Know Before You Go!

Ron Kanterman

Chief Kanterman’s Journal Entry 57

Know Before You Go (KbyG)

You see this logo above? It needs to be as familiar to the fire service as the logos of the NFFF Everyone Goes Home program, the IAFF, and the IAFC. It stands for effectiveness, efficiency, safety and longevity. It’s a real but very simple concept. Know your response district like your own home and be ready for battle. If you’re Chief, start writing your policy. If you’re a firefighter send it up the line. Do it today.

My long-time friend, brother, associate, colleague, and college classmate Jack Murphy (all around good guy, smart guy, code guy, and FE Life Time Achievement Award recipient) posted an article on FireEngineering.com in February entitled “Launching a KbyG Mentality on Gathering Building Intelligence.” It captured me immediately being a fellow fire prevention guy and a firefighter safety advocate. We’ve been urging firefighters and fire departments (and Chiefs!) to get out and learn their first due (and second due) areas for years and to even reach out to their mutual aid partners to at least get information on target hazards. There has been much discussion regarding pre-planning over the years and now the buzz is “battle planning.” It’s not enough to know the building and “to gather intelligence,” as Murphy would say. You need to have a battle plan. An actual plan of attack, specifically for your target hazards, e.g. high-rise buildings, hospitals, nursing homes, schools, etc. is what you should be discussing and implementing in your firehouse. Murphy along with Deputy Chief James Murtagh (FDNY-ret) and Battalion Chief Jerry Tracy (FDNY-ret) are co-authoring a high-rise firefighting. It will be THE book on the subject when it’s completed and published by Fire Engineering Books & Videos, due out some time this year. Included in this book is battle planning in high rise buildings, floor by floor. Sound tedious? It is. Long-time colleague Deputy Chief Vinny Dunn (FDNY-ret) is writing and lecturing extensively on the subject of battle planning. All of this leads to know be for you go, KbyG.  

There are hundreds of reasons to adopt this policy, buzz phrase, concept, good idea and work ethic. Most prominent for me is the ability to know your district, have a good idea of what you’re going to do when you get there and to help ensure safety on the fire ground.

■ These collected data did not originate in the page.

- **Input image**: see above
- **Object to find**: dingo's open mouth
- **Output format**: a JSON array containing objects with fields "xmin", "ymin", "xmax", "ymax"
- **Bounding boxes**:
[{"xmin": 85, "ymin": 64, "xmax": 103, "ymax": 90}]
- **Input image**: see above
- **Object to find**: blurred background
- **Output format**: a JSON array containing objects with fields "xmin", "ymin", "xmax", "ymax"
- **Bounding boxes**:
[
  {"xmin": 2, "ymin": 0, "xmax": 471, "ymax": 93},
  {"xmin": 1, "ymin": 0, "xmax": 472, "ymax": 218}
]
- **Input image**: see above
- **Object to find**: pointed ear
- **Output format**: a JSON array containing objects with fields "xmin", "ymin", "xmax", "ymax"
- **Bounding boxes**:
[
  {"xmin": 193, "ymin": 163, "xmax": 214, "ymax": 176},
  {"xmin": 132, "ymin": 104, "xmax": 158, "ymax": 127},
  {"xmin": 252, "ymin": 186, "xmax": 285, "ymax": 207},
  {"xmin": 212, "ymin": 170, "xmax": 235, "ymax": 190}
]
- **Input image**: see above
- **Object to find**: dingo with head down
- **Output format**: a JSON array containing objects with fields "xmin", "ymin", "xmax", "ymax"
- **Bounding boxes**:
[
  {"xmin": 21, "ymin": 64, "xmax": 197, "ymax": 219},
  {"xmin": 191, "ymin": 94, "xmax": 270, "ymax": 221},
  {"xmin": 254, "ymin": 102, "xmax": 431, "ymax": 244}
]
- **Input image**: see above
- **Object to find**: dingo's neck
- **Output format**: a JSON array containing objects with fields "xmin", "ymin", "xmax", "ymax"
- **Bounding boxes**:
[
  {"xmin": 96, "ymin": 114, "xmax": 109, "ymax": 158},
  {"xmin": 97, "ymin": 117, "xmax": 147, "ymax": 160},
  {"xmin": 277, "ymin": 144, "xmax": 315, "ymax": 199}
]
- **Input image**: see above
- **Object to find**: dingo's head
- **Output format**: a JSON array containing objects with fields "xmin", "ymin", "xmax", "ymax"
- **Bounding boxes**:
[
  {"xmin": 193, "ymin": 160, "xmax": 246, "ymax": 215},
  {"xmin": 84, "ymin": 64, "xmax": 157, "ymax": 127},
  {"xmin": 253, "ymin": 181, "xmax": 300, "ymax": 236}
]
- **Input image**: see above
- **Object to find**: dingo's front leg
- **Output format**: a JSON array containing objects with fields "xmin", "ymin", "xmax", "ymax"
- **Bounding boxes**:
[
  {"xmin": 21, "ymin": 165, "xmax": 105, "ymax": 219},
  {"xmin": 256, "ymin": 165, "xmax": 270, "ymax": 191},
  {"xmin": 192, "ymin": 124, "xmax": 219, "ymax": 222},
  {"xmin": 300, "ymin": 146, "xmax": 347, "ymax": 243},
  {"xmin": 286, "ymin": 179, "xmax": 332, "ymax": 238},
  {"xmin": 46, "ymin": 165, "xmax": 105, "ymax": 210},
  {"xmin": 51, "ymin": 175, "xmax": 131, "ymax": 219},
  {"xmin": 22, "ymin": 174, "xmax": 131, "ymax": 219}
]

Here are a couple of excerpts from Murphy’s article:

“Since the Frank Brannigan era, the fire service has been talking about preplanning, yet it is often the path least traveled by fire suppression units. These firefighters confront the enemy every day with little or no critical knowledge about the buildings in their response districts.

Often in the fire service, the word “preplanning” is associated with the Bureau of Fire Prevention and Code Enforcement.  As firefighters, one of things that takes us outside our comfort zone is responding to a fire and/or an all-hazard (non-fire) emergency in a structure that we are not familiar with. Fire suppression units may find themselves not too familiar with some buildings within a company’s response district, less familiar with buildings outside their response district, and even less acquainted with other adjoining municipalities for mutual-aid calls.

However, a fire company can diminish this unfamiliarity by adopting a “Know Before You Go” (KbyG) mentality to deal with building uncertainties. To better understand these uncertainties, a fire unit should perform a building “recon” to gather its intelligence. This KbyG mentality will support “battle plan” actions from initial operations through mitigation.  Performing a fire company building recon can open firefighter’s eyes and thought process as to how a specific building will react in a fire or non-fire emergencies….

Future KbyG features will help firefighters to reduce fireground uncertainty that is building specific and improve a fire company’s ability to reduce risk and meet their fiduciary needs.”

Be well, stay well, be safe.

Ronnie K


This commentary reflects the opinion of the author and does not necessarily reflect the opinions of Fire Engineering. It has not undergone Fire Engineering‘s peer-review process.